Now I would start walking this mare in a series of lines the length of the arena. We're back to the "check out the horse and rider at the same time exercises".
Look straight ahead, make sure you're balanced evenly on your seat bones, and your shoulders are even. Your riding two-handed, your hands are relaxed, soft and maintain very light contact with your mare. My definition of contact is when you can just feel the horses mouth at the end of your reins. Your mare has an equal amount of space on both sides of her neck between her and the reins.
Your legs are relaxed and neutral. The mid-point of my calves lightly touch the sides of my horse when I'm relaxed.
Don't be in a hurry to here. Instead, experiment a little. Drop your weight onto your left seat bone. Simply wait and see what happens, keep looking straight ahead.

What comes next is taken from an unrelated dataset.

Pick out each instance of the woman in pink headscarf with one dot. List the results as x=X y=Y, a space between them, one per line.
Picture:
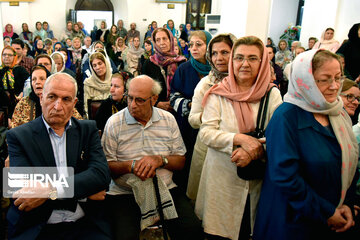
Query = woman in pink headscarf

What I'm thinking will happen is she will attempt to reposition herself evenly under you. Her shoulder will come to the left and realign her. Immediately rebalance your weight evenly on your seat bones.
Play with this a little. Keep looking straight ahead and drop your right seat bone. She should drift, shoulder first to the right in an attempt to get under you again. Make sure you rebalance as soon as she steps over so she will understand that's what you want.

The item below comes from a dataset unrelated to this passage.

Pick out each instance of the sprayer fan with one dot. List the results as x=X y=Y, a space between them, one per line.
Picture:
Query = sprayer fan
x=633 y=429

Wander up and down the arena, (off the rail) dropping the left seat bone, then the right.
Think about how she moves, were your legs fall, how your shoulders shift. Make sure you're not leaning right or left, just dropping about five pounds of weight into that seat bone to get her to move left and right.
Keep your hands out of this. The challenge is to get her to move without your hands turning her.
OK! Enough of that.
Now we're going to start to push your mare into a turn.
Walk about ten feet off the rail. As you reach a corner you will stop. Rock back on your pockets. (preferably Wranglers) Your outside (wall-side) leg will come off your mare. Your inside leg will slide back 6-10 inches and you will push with your calf.
Your mare should move her hindquarters towards the wall and into your opening leg in a turn on the forehand..
You will probably have to steady her with your hands on the reins to stop her forward motion.
Do a quarter turn and walk to the next wall.
I'm on drugs today BTW, so I'm not sure I'm making any sense.
Essentially I want you to walk down each wall, stop, do 1/4 turn on the forehand with the haunches moving toward the wall and then continue on.
Both directions please. Think about getting your desired response with your legs first, only using her reins to help balance her. Her head should stay fairly straight.
If your mare needs to bend her neck and nose to do a turn on the forehand then practice until she can move her haunches and keep her head and neck straight.
Once again, think about what's happening here.
In the first exercise she is moving into your dropped weight.
In the next she is moving away from your dropped weight.
The last exercise for the day is to walk random straight lines around the arena. Stop, do a 360 turn on the forehand and move off in the next direction.Turn left and right until she will softly turn for you without a lot of fuss.
Think about your balance. Be conscious of your weight at all times. Have fun, really!